Test the full pipeline with compile() + run(). Use a FakeLLM to make tests deterministic:

from neograph import compile, run, configure_llm

class FakeLLM:
    """Returns canned responses keyed by prompt template."""

    def __init__(self, responses):
        self.responses = responses

    def with_structured_output(self, model, **kwargs):
        self._output_model = model
        return self

    def invoke(self, messages, **kwargs):
        # Extract template name from messages or return default
        for template, response in self.responses.items():
            return self._output_model.model_validate(response)
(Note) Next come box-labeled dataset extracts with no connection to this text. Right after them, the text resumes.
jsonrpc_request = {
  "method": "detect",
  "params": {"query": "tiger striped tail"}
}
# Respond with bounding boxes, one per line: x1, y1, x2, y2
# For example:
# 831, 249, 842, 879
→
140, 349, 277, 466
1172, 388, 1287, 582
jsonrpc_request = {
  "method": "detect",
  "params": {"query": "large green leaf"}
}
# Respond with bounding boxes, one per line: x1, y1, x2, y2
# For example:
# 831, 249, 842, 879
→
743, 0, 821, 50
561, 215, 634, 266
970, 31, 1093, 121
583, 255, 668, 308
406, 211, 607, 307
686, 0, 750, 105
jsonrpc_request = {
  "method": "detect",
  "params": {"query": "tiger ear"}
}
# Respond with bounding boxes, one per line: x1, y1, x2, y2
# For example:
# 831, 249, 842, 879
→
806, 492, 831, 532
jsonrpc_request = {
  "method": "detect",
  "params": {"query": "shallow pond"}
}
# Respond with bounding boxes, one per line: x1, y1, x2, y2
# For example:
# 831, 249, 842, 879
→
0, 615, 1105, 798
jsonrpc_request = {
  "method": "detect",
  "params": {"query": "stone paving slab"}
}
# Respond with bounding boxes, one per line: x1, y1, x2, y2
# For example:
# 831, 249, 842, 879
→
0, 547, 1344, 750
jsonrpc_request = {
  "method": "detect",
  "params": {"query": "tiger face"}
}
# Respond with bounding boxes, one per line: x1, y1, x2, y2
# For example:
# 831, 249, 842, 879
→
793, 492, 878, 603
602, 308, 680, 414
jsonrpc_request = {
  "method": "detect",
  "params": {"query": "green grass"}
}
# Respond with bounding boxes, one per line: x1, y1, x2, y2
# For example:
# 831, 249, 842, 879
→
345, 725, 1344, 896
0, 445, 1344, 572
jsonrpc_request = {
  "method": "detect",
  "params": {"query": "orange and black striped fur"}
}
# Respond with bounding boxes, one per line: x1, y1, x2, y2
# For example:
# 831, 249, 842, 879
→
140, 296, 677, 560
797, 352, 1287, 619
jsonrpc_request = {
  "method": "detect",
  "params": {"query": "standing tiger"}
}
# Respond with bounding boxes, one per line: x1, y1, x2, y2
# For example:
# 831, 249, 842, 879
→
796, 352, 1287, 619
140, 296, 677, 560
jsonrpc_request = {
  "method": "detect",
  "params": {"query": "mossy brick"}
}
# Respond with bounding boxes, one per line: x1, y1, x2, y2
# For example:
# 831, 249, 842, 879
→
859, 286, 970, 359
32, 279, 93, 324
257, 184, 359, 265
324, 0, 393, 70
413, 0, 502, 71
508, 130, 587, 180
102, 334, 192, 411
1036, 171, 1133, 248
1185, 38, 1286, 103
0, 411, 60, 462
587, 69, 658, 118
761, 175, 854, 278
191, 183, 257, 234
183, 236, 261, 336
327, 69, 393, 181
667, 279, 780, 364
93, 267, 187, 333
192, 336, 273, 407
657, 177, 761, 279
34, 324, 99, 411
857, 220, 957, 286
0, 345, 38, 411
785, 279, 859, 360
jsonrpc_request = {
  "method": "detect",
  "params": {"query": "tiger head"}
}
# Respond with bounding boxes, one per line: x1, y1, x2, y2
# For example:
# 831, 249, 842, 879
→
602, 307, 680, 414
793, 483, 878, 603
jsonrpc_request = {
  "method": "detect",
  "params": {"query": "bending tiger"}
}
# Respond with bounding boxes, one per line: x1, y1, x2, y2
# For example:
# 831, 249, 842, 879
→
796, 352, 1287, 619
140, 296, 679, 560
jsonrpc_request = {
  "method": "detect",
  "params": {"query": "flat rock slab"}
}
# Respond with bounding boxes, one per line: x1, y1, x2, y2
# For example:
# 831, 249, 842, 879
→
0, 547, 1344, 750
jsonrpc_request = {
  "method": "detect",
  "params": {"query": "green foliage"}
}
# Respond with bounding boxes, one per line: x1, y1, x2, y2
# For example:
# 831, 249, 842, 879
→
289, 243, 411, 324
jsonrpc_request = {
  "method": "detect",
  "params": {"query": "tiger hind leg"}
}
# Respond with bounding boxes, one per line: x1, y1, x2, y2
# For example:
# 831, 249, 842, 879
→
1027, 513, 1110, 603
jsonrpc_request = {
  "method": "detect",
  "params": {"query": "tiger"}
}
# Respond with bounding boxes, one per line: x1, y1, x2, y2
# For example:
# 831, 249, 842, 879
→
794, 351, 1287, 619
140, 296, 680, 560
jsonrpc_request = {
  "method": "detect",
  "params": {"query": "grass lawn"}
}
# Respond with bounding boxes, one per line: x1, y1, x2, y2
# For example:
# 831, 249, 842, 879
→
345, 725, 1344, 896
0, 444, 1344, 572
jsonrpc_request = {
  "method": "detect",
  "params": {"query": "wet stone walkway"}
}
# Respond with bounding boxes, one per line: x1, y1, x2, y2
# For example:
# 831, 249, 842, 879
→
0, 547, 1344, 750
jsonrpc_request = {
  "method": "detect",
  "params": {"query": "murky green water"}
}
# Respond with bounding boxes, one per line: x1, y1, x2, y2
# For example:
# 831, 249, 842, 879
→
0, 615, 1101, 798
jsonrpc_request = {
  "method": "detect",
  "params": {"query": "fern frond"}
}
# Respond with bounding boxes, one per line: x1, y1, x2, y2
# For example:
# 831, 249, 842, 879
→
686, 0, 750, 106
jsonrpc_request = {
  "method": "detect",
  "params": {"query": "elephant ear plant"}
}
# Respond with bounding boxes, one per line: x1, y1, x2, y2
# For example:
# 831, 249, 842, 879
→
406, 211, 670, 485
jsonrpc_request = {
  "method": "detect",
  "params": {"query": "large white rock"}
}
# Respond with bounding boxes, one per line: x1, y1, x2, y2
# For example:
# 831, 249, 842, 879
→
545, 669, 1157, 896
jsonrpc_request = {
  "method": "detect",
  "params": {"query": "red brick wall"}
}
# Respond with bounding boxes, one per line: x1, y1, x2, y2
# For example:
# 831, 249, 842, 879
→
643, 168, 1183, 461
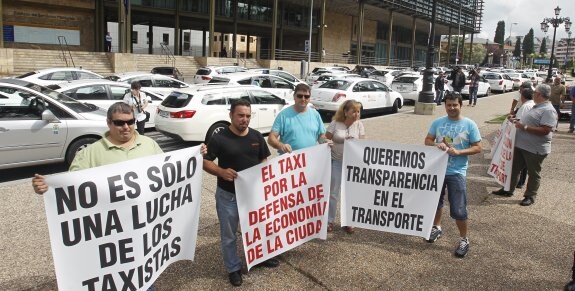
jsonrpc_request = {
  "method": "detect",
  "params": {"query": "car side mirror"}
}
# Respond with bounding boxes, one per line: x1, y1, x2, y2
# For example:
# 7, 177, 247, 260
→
42, 109, 61, 123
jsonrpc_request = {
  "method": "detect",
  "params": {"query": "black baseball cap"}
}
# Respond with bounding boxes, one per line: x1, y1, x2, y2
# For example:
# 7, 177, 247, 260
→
519, 81, 533, 89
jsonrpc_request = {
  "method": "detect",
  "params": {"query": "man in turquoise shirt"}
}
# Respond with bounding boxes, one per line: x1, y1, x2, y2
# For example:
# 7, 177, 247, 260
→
425, 92, 481, 257
268, 83, 325, 154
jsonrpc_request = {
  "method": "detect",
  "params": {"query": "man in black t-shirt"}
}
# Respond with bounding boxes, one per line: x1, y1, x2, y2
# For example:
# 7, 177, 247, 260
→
204, 99, 279, 286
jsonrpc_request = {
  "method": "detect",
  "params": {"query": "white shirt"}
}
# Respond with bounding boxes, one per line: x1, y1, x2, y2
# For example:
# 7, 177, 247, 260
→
515, 100, 535, 120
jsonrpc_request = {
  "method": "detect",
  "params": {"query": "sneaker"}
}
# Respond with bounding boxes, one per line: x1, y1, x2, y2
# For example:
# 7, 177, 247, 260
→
455, 238, 469, 258
519, 197, 535, 206
254, 258, 280, 268
491, 188, 513, 197
427, 225, 443, 243
228, 270, 243, 287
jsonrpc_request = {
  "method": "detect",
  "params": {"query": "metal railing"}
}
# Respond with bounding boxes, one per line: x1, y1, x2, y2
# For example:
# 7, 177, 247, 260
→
259, 49, 425, 67
58, 35, 76, 67
232, 49, 246, 67
160, 42, 176, 68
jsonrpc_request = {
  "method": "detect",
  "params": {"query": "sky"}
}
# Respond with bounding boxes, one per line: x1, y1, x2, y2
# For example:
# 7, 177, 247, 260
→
479, 0, 575, 40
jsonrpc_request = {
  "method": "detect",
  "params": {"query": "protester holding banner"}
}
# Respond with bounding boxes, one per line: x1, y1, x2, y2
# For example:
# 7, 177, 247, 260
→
32, 102, 163, 290
493, 84, 558, 206
508, 88, 535, 190
325, 100, 365, 234
204, 99, 279, 286
268, 83, 325, 154
425, 92, 481, 257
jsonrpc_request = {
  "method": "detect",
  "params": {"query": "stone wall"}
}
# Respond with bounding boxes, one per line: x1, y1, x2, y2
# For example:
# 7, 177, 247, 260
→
2, 0, 95, 51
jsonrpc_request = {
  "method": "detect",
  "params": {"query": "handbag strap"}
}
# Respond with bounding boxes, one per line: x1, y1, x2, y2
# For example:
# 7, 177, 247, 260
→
132, 93, 144, 112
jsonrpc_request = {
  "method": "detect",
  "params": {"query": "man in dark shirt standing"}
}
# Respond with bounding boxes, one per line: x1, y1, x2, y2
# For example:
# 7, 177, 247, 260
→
204, 99, 279, 286
435, 72, 445, 105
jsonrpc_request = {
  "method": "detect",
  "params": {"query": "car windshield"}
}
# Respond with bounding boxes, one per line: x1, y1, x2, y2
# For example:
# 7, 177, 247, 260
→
483, 74, 501, 80
319, 80, 352, 90
196, 68, 212, 75
393, 76, 419, 83
16, 72, 36, 79
24, 83, 98, 113
152, 68, 174, 75
162, 92, 194, 108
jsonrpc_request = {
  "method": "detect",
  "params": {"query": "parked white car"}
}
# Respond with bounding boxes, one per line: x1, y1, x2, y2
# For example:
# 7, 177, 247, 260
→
311, 73, 361, 88
311, 78, 403, 114
391, 73, 435, 101
507, 73, 530, 90
369, 70, 401, 86
156, 86, 293, 142
49, 80, 164, 128
305, 67, 348, 86
483, 72, 513, 93
16, 68, 104, 86
194, 66, 248, 84
208, 72, 295, 101
107, 72, 189, 96
523, 72, 545, 86
0, 79, 108, 169
248, 68, 304, 85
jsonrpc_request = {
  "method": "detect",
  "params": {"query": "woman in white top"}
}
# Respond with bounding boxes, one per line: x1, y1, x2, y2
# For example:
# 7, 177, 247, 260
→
124, 81, 149, 135
325, 100, 365, 234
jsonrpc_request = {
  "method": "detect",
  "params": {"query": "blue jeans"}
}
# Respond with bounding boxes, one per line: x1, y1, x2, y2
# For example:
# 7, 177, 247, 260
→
435, 90, 444, 105
327, 159, 342, 223
216, 187, 242, 273
437, 174, 467, 220
469, 87, 479, 105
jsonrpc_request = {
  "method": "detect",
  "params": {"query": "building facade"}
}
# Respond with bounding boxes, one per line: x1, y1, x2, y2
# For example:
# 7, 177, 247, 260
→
0, 0, 484, 65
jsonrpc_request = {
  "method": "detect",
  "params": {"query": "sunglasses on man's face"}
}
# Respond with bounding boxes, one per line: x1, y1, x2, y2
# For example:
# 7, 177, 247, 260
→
295, 94, 311, 99
112, 118, 136, 126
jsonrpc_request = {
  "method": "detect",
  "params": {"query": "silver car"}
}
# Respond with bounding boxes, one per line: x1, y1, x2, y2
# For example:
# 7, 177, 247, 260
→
48, 79, 164, 128
0, 79, 108, 169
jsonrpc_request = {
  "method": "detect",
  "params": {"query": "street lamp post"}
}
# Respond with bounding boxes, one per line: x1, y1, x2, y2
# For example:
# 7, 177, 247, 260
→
541, 6, 571, 80
565, 31, 571, 69
415, 0, 441, 115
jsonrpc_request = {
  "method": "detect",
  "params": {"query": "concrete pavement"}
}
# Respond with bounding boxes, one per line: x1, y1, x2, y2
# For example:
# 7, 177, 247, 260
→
0, 92, 575, 290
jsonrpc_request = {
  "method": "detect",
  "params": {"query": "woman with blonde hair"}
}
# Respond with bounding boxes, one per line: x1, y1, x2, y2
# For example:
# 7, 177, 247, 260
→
325, 100, 365, 234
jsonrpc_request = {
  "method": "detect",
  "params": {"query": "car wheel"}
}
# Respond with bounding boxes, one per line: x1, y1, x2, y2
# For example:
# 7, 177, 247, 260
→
206, 122, 228, 143
66, 137, 98, 166
391, 99, 399, 113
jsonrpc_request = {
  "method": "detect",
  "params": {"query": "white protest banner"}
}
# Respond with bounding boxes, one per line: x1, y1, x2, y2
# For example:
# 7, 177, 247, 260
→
44, 146, 202, 291
341, 139, 448, 238
235, 144, 331, 270
487, 120, 517, 191
487, 122, 507, 159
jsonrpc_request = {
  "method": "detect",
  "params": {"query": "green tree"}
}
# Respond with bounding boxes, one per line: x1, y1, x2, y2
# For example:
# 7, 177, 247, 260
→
468, 43, 487, 64
523, 28, 535, 63
539, 37, 547, 54
513, 37, 521, 58
493, 21, 505, 45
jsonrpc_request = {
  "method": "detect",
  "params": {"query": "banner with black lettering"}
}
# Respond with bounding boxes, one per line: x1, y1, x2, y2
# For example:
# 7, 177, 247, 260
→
44, 146, 203, 291
487, 120, 517, 191
235, 144, 331, 270
341, 139, 448, 238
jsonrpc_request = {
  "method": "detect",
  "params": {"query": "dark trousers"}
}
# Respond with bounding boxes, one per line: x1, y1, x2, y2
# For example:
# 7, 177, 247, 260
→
509, 148, 547, 199
517, 168, 527, 187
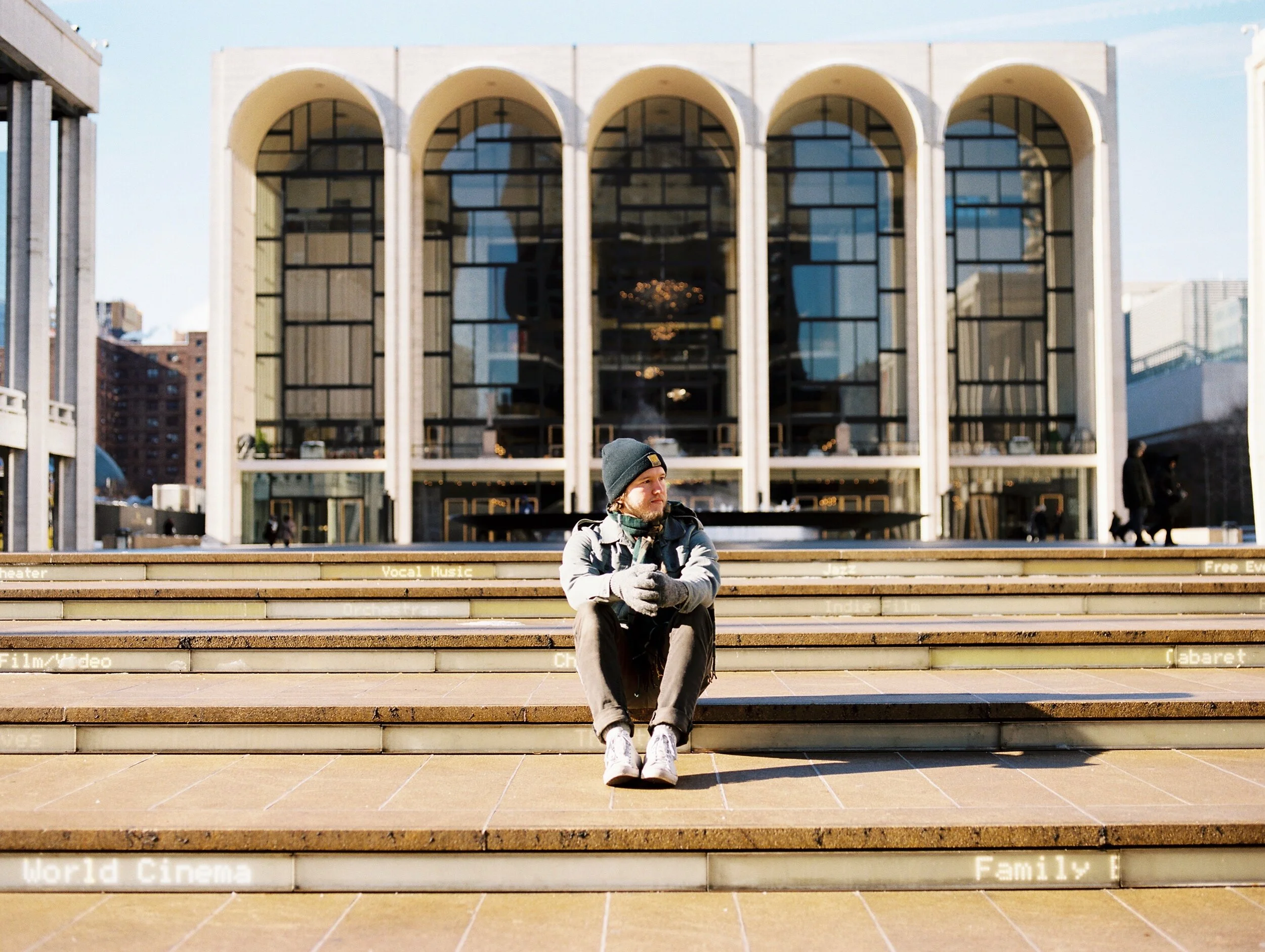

def test_pipeline_integration():
    fake = FakeLLM({
        "rw/decompose": {"items": ["claim1", "claim2"]},
        "rw/classify": {"classified": [{"claim": "claim1", "category": "A"}]},
    })

    configure_llm(
        llm_factory=lambda tier: fake,
        prompt_compiler=lambda template, data: [{"role": "user", "content": str(data)}],
    )

    graph = compile(pipeline)
    result = run(graph, input={"node_id": "test-001"})

    assert result["classify"] is not None

The key pattern: configure_llm with a fake factory before run(). Since configure_llm is a global registration, call it in test setup (or use a fixture) and reset it in teardown.

ForwardConstruct: direct forward() calls

ForwardConstruct subclasses support direct forward() calls for debugging. Because forward() defines execution order with plain Python control flow, you can call individual node methods with real data:

from neograph import ForwardConstruct, Node, compile

class Analysis(ForwardConstruct):
    check   = Node(output=CheckResult, prompt='check', model='fast')
    deep    = Node(output=Result, prompt='deep-analysis', model='reason')
    shallow = Node(output=Result, prompt='quick-scan', model='fast')

    def forward(self, topic):
        checked = self.check(topic)
        if checked.confidence > 0.8:
            return self.shallow(checked)
        else:
            return self.deep(checked)

For debugging, you can trace through forward() by inspecting the proxy objects returned by node calls. For full execution, use compile() + run().

Testing modifiers

Modifiers (Oracle, Each, Operator) are tested through integration tests since they affect the compiled graph topology:

def test_each_fan_out():
    """Each modifier fans out and collects results as dict."""
    graph = compile(pipeline_with_each)
    result = run(graph, input={
        "node_id": "test",
        "clusters": Clusters(groups=[
            ClusterGroup(label="auth", items=[...]),
            ClusterGroup(label="payments", items=[...]),
        ]),
    })

    # Each produces dict[key, result]
    assert "auth" in result["verify"]
    assert "payments" in result["verify"]

def test_operator_interrupt():
    """Operator pauses the graph on condition."""
    from langgraph.checkpoint.memory import MemorySaver

    checkpointer = MemorySaver()
    graph = compile(pipeline_with_operator, checkpointer=checkpointer)

    result = run(
        graph,
        input={"node_id": "test"},
        config={"configurable": {"thread_id": "test-thread"}},
    )

    # Graph paused -- resume with human feedback
    result = run(
        graph,
        resume={"approved": True},
        config={"configurable": {"thread_id": "test-thread"}},
    )

Testing patterns summary

Level	Tool	What it tests
Structure	`Construct()` / `construct_from_module()`	Types, topology, cycles, fan-out paths
Unit	`node.raw_fn(state, config)`	Individual node logic (scripted nodes)
Integration	`compile()` + `run()` with FakeLLM	Full pipeline flow, modifier behavior
Debug	`ForwardConstruct.forward()`	Control flow tracing, branch paths

Assembly-time validation is the first line of defense. It catches the mistakes that would otherwise surface as runtime KeyError or TypeError deep in a LangGraph execution trace.